1966, Cambridge, États-Unis. L’informaticien Joseph Weizenbaum n’en revient pas. Il vient d’être mis à la porte de son propre bureau ! Sa secrétaire refuse en effet qu’il assiste à la discussion très personnelle qu’elle mène avec son "psychothérapeute".
Pourtant, aucun bruit de voix ne filtre du bureau. Seul le cliquetis d’une machine à écrire se fait entendre...

Eh oui, car en réalité la jeune femme ne discute pas avec une personne, mais avec… un programme informatique.
Censée imiter une conversation avec un psychothérapeute, ELIZA est le tout premier programme capable de découper une phrase, d’en analyser les mots et d’y répondre, le tout de manière automatique. Le tout premier chatbot (agent conversationnel) de l’Histoire, en somme.

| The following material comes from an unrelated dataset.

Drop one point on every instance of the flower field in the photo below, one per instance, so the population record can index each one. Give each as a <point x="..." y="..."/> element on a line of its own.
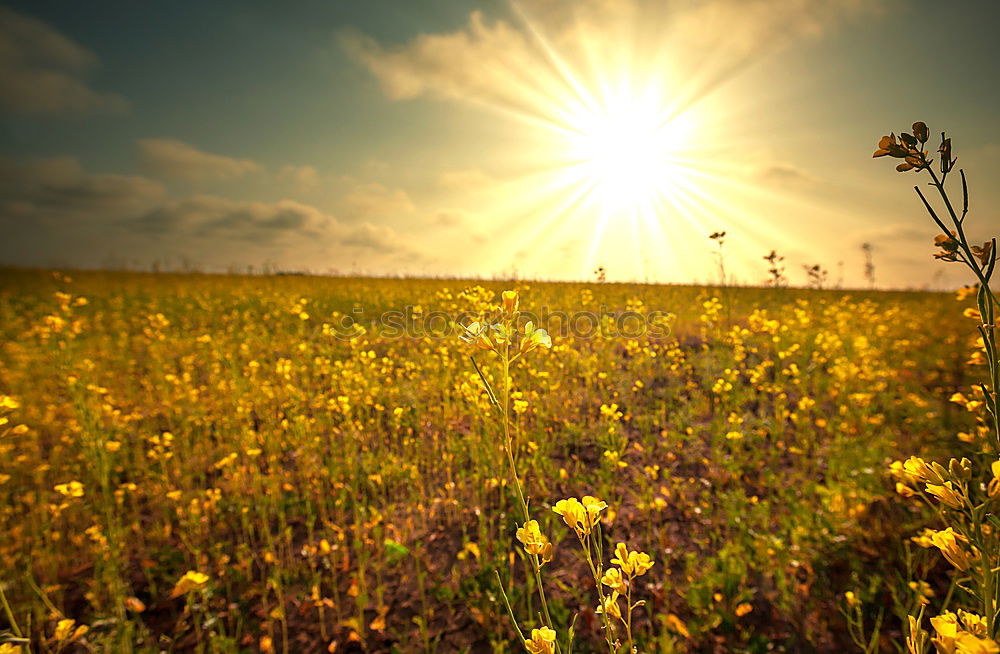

Mais l’informatique n’en est qu’à ses balbutiements, alors pour parvenir à mimer une conversation réaliste, Joseph Weizenbaum a dû trouver une parade.
À la façon d’un psychothérapeute, ELIZA transforme une affirmation en question. Par exemple, si on lui écrit "Tu es méchante", il peut répondre par "Pourquoi penses-tu que je suis méchante ?". Et lorsqu’elle ne trouve aucune réponse, elle écrit simplement "Je comprends…".

Résultat, les discussions sont parfois étranges, voire surréalistes, surtout pour un lecteur moderne…
Pourtant, à l’époque, l’intelligence artificielle convainc ses interlocuteurs. En fait, une partie d’entre eux lui prêtent même de réelles capacités d’empathie et d’analyse.

Bien qu’ils aient parfaitement conscience de s’adresser à un programme, ils pensent qu’ELIZA se soucie réellement d’eux ! Cette faculté à attribuer des caractères humains aux machines porte d’ailleurs aujourd’hui le nom "d’effet ELIZA".

La science-fiction s'est emparée du sujet, avec par exemple les films Her et Ex Machina, ou encore la série Black Mirror, où ce sont carrément des sentiments amoureux qui se développent !
Près de 60 ans plus tard, à l'heure où des ingénieurs clament que leur IA (intelligence artificielle) est devenue consciente, l'effet ELIZA est plus que jamais présent dans nos vies. Avec l'arrivée de ChatGPT, des scènes similaires se rejouent presque à l'identique, quand de plus en plus de personnes l'utilisent en guise de psychologue, avec des conséquences parfois graves.